Beaucoup étaient méfiants au sujet de Immortals of Aveum. "Un FPS de plus par EA, SU-PER !" Pourtant, les présentations du titre montraient un étrange mélange entre jeu de tir old school et pouvoirs magiques. Accessoirement, le jeu fait partie de l'excellent label EA Originals (sur lequel nous retrouvons, par exemple, des titres de Josef Fares comme A Way Out et It Takes Two). Enfin, dernier élément susceptible de rassurer : Immortals of Aveum a été dirigé par Bret Robbins, homme visiblement discret mais ayant participé à Dead Space et au Seigneur des Anneaux : Le Retour du Roi (ça ne nous rajeunit pas !).

L'univers

L'univers édulcoré d'Immortals of Aveum a le mérite d'être relativement original dans l'industrie du jeu vidéo. C'est d'ailleurs une chose étonnante puisque le thème de la magie se prête plutôt bien au médium. Le titre nous plonge au milieu d'une guerre magique opposant deux camps, et dans laquelle le jeune Jack se retrouve pris au piège. Après avoir perdu ses proches, il découvre un pouvoir que le camp du bien a préféré récupérer, en lui proposant de le former à combattre pour l'armée. Vraiment rien de surprenant sur le papier. Non, ce qui fait un peu le sel d'Immortals of Aveum, c'est le ton de son histoire qui se rapproche des séries pour ados présentes sur les services de streaming (comme feu Motherland : Fort Salem). Pour le coup, il faut avouer qu'en dehors du jeu Forspoken sorti en 2023, le filon a finalement été assez peu exploité.
Un univers qui plaira à certains

Le principe

On va pas se mentir. Sous certains angles, le héros a parfois des airs de Robert Pattinson...
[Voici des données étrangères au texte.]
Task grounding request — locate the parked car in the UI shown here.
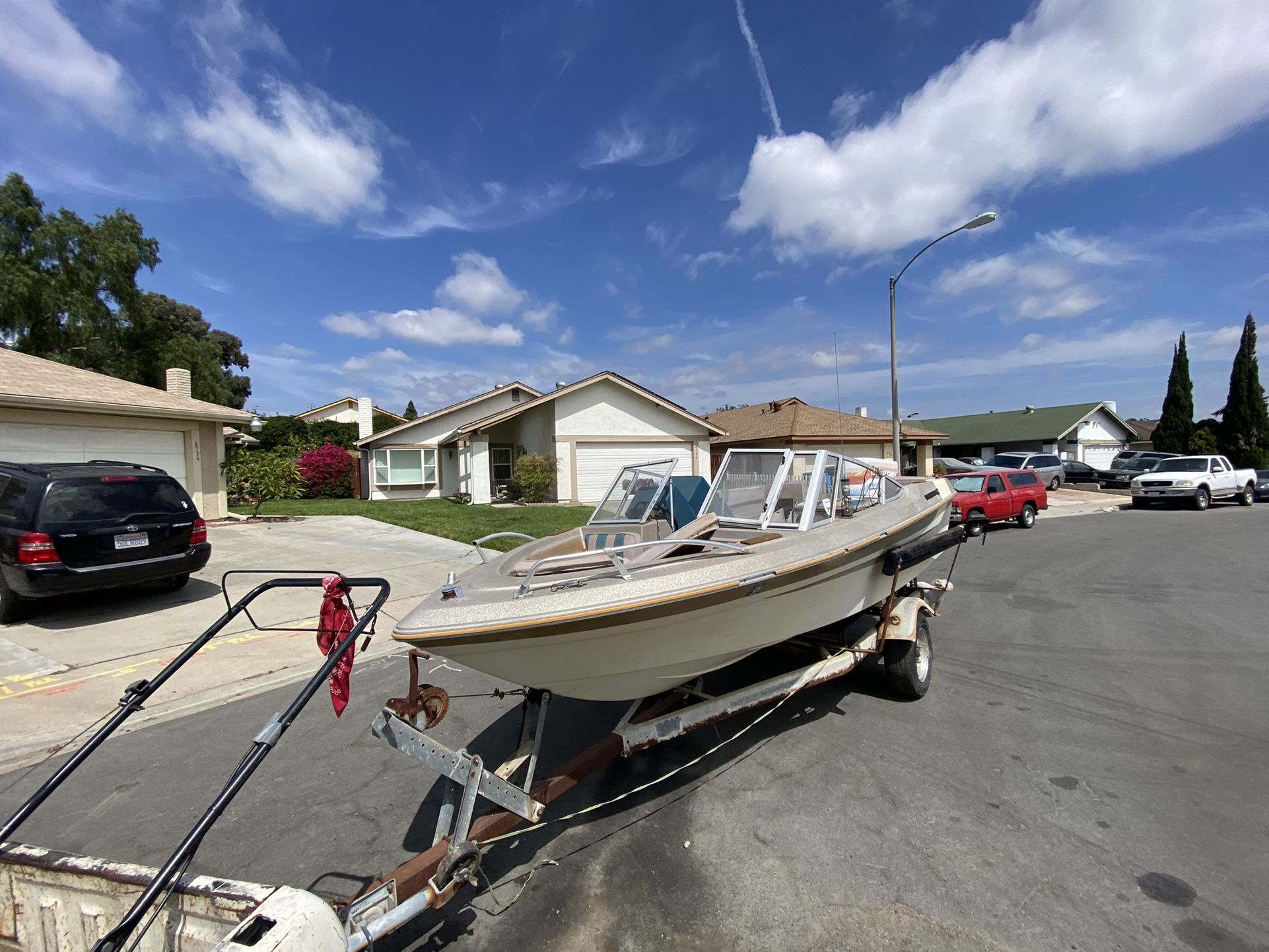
[1256,469,1269,502]
[0,461,212,622]
[951,469,1048,535]
[1098,457,1163,489]
[1107,450,1183,469]
[1062,459,1098,483]
[984,453,1065,491]
[934,456,975,473]
[1130,456,1256,510]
La vraie bonne surprise d'Immortals of Aveum reste toutefois son gameplay sans fioriture. En fait, un peu à l'instar de son scénario et de son héros, le titre est bas du front mais l'assume plutôt bien. Les mécaniques de jeu sont assez nombreuses tout en étant très simples. Vous disposez de gantelets vous permettant de lancer des projectiles magiques bleus, verts ou rouges. Ces derniers servent évidemment à abattre des ennemis, mais aussi à résoudre quelques casse-têtes pas bien compliqués (repérer des gemmes et tirer avec la bonne couleur sur celles-ci, etc.). Toutefois, le gameplay s'avère assez nerveux pour inciter le joueur à garder la manette en main. Lors de ses affrontements, Immortals of Aveum a une nervosité qui rappelle vaguement les FPS d'antan, tout en intégrant des pouvoirs plus ou moins modernes (ralentis, ondes d'énergie, lasso, bouclier, rayon étourdissant, lévitation, etc.). En découle l'impression d'avoir un peu affaire à une version pour ados du très bon Bulletstorm.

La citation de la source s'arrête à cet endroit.